App blurs video if you hold the smartphone too close to your face
But does Tencent’s “eye protection” feature guard against myopia or is it just to appease President Xi Jinping?
Conventional wisdom is that holding a smartphone too close to your face can cause myopia, or nearsightedness. It’s something you may have heard your parents or grandparents warn you about. Now you’ll get a warning from a very different source: Tencent’s video app.
The app will now blur images when kids get their face within 16 inches of the screen, and warns them to move away. For now it’s only available on the iPhone X and newer models, which are equipped with Apple’s TrueDepth cameras -- the same technology that allows Face ID to work.
Why is Tencent doing it now? Last month its shares dived after President Xi Jinping complained about the eye health of Chinese youth.
Tencent’s new protective feature might seem like an easy way to appease authorities and parents. But whether it actually helps kids is questionable.
While it’s true that more children in China are wearing glasses these days, the problem might in fact have little to do with how long they spend watching Peppa Pig -- or how closely they stick to the screen.

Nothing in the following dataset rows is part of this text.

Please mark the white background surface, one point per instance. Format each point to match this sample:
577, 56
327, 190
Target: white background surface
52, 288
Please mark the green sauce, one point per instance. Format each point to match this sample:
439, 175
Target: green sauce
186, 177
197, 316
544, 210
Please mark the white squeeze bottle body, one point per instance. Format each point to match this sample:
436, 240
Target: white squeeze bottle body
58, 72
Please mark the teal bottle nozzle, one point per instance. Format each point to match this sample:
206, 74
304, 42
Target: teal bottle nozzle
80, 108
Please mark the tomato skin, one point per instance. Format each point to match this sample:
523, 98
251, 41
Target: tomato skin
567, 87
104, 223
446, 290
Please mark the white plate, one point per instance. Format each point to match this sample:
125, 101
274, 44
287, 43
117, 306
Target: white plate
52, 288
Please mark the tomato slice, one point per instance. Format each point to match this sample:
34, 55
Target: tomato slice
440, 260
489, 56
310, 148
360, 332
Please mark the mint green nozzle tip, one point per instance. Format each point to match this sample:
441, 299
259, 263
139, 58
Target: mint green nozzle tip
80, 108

Studies have shown that a large proportion of people who stare at computers or read books a lot don’t develop myopia. Instead, the key factor might be how much we expose ourselves to sunlight, i.e. hanging outdoors.
Researchers found that young people who get more UVB light are less prone to myopia. Scientists still aren’t sure why, but it seems like getting your kids to walk the dog outside or ride a bike around the block is a good way to protect their eyes. Separately, eating leafy vegetables also helps.
But even if you spend a good amount of time outdoors, it still doesn’t mean you can then play with your smartphone for hours on end. While screen time may not cause permanent eye damage, they do make your eyes temporarily dry and blurry.
To prevent that, the American Academy of Ophthalmology recommends that you sit about an arm’s length from the screen, and take 20-second breaks every 20 minutes.